Rumer Godden was a gift given to me by my third grade teacher, Ms. Uyeda. At age eight, I read Godden’s book The Dolls' House obsessively. I loved to read about the painstaking restoration of the titular dollhouse—two little girls named Emily and Charlotte scraped a hundred years of “London grime” from tiny walls with a bristle-boar nailbrush; sewed real lace curtains for tiny windows; sanded tiny furniture; and embroidered tiny upholstery. And I loved its little doll family, who communicated with their human caretakers through silent wishes. Emily and Charlotte would look into their dolls’ faces and intuit all the feelings, wants, and needs that the dolls hadn’t the tools to express. Why couldn’t parents do this? Why couldn’t everyone?

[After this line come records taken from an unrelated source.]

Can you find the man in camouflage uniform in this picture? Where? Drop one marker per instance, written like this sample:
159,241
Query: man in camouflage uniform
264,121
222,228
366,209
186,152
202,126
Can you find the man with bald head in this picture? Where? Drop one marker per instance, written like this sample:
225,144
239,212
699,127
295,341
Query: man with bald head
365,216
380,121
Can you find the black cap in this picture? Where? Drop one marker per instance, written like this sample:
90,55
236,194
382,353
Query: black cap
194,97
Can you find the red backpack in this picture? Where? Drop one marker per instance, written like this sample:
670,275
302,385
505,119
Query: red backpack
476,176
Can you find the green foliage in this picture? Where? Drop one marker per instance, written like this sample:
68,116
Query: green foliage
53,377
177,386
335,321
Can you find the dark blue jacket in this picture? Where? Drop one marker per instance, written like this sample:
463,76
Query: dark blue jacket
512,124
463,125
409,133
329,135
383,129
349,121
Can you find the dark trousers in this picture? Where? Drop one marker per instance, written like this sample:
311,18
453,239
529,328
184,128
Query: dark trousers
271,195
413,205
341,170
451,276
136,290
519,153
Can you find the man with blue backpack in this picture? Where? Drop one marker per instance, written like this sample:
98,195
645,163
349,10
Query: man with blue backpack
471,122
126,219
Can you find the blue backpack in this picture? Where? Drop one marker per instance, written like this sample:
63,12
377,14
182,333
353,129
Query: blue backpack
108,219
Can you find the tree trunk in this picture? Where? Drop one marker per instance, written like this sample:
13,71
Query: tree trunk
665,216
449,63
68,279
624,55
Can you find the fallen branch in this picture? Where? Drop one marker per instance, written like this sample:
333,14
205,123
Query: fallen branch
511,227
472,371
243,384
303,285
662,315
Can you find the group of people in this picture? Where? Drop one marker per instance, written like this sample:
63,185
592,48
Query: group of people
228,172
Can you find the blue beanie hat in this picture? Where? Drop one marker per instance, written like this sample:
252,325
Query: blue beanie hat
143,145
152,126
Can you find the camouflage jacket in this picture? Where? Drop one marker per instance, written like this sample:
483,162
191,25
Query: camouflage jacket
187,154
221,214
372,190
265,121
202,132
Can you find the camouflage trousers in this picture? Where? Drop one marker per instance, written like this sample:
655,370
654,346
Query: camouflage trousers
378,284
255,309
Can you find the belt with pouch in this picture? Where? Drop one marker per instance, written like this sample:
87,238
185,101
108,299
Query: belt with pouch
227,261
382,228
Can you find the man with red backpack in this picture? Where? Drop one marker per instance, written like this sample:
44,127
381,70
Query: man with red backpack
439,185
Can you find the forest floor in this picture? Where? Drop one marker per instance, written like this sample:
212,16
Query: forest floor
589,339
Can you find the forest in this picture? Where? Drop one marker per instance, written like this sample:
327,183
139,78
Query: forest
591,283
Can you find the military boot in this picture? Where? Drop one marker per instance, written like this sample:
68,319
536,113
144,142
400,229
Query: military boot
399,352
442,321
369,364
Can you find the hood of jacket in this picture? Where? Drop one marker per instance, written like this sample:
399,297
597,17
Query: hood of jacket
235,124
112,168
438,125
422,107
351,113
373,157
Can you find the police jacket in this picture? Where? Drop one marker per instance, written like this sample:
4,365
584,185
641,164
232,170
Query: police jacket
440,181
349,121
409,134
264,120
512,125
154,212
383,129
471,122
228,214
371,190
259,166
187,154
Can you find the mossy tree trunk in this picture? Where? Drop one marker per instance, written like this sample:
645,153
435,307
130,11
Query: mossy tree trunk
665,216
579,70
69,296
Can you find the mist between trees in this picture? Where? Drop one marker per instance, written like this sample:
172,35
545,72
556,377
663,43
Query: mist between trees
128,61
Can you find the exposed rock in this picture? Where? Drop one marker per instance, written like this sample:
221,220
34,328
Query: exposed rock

My favorite character was Tottie, the resilient little farthing doll made of strong, “good wood.” I wished to be like her. But when I reread this book recently, I was drawn to the father doll, Mr. Plantaganet. He is so human and so heartbroken, and his description, when I reread it, was vividly familiar, like something I myself had once written. Previously owned by careless children, Mr. Plantaganet was abused and thrown in a cupboard before the story’s heroines rescued him and restored his dignity. “He did not seem to belong to anyone,” Godden writes. “His eyes were full of dust.” These may be the saddest lines in all of fiction.

More tragic still is the story’s climax: the self-immolation of the mother doll, Birdie, who throws herself on a candle flame and is instantly obliterated. This scene did not make me cry (I never cried from books), but it did fascinate me, and made me hum all over with a delicious kind of sorrow.